Towers: Auf jeden Fall. Wir arbeiten auch schon am nächsten Album und haben viele Ideen. Keine vollen Songs, aber wir kennen ungefähr die Richtung. Möglicherweise veröffentlichen wir es schon Ende diesen Jahres.

"Krone": Ist es für eure Hörer vielleicht schwieriger, das Gesamtpaket SomeKindaWonderful zu mögen, nachdem ihr so vielseitig ans Werk geht?
Andres: Ich glaube nicht. Mein Lieblingsalbum ist etwa "Keep Our Love Alive" von Stevie Wonder und das ist so vielseitig, das kann man sich kaum vorstellen. Als Gesamtkonzept ist das für mich eine hervorragende Kunstform. Kein Song würde ohne den anderen existieren und alles ist so penibel durchdacht. Genial.
Towers: Warum all die Regeln? Es sollte einfach jeder machen, was ihm guttut, was er fühlt. Ich könnt jetzt sofort ein Kleid anziehen. Wen interessiert's?
Andres: Ich könnte jetzt in diesem Moment Frauenunterwäsche tragen.

"Krone": Vielleicht machst du das ja wirklich?
Andres: (lacht) Wer weiß. Ich verrate es dir aber nicht.
Towers: Wir haben heute bei der Technischen Universität in Wien einen Flashmob gemacht.
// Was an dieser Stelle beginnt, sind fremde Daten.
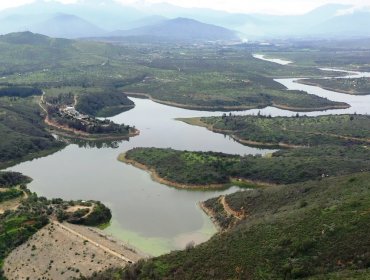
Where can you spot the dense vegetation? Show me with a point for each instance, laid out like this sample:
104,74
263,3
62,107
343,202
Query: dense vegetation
300,131
283,167
212,77
10,194
358,86
99,215
22,130
104,104
325,146
10,179
19,91
17,226
33,212
316,229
Wir sind in eine Vorlesung gegangen, haben uns wie Studenten verhalten und dann unsere Instrumente hervorgeholt und losgespielt. Das war verdammt cool. (lacht)

"Krone": Was mich noch interessieren würde – was war das langweiligste Album, das ihr euch je angehört habt?
Towers: Oh mein Gott, wenn es so fad ist, dann hör ich es ja nicht.
Andres: Etwas von Kid 'n Play vielleicht?
Towers: (lacht) Das ist verdammt schwierig, darüber habe ich noch nie nachgedacht. Unser Album einmal sicher nicht. So fade Alben vergisst du ja. Kenny G wäre ein Kandidat. (lacht)
Andres: Es gibt verdammt viele, fade und schlechte Stand- up- Comedy- Alben. Es gibt wenig Schlimmeres.
Towers: Hörbücher finde ich auch wahnsinnig langweilig. Sagen wir einfach die Carpenters- Anthology. (lacht) Eigentlich liebe ich sie ja. Engelbert Humperdinck? Siegfried & Roy? Sind das nicht Österreicher?

"Krone": Nein, die sind ursprünglich aus Deutschland. Aber dein kalifornischer Ex- Gouverneur ist aus Österreich.
Towers: Wie könnte ich das nicht wissen? (lacht)
Schigel: Möglicherweise würde ich für deine Frage Nickelback heranziehen.
Towers: Oh mein Gott, Nickelback sind aus den USA und sind Scheiße. (lacht) Kennst du den Nickelback- Mash- up, wo alle Songs aneinandergereiht sind und jeder klingt wie der andere? Wahnsinn. Aber im Ernst – wir mögen die Jungs, sie sind echt nette Kerle.

"Krone": Im Frühling seid ihr auf ausgedehnter US- Tournee. Wann wird es euch nach Europa ziehen?
Towers: Ich hoffe im Mai. Es sind coole Shows geplant und vielleicht ergeben sich im Sommer auch ein paar Festivals. Das wäre natürlich grandios. Es ist vieles geplant, aber noch nichts fixiert.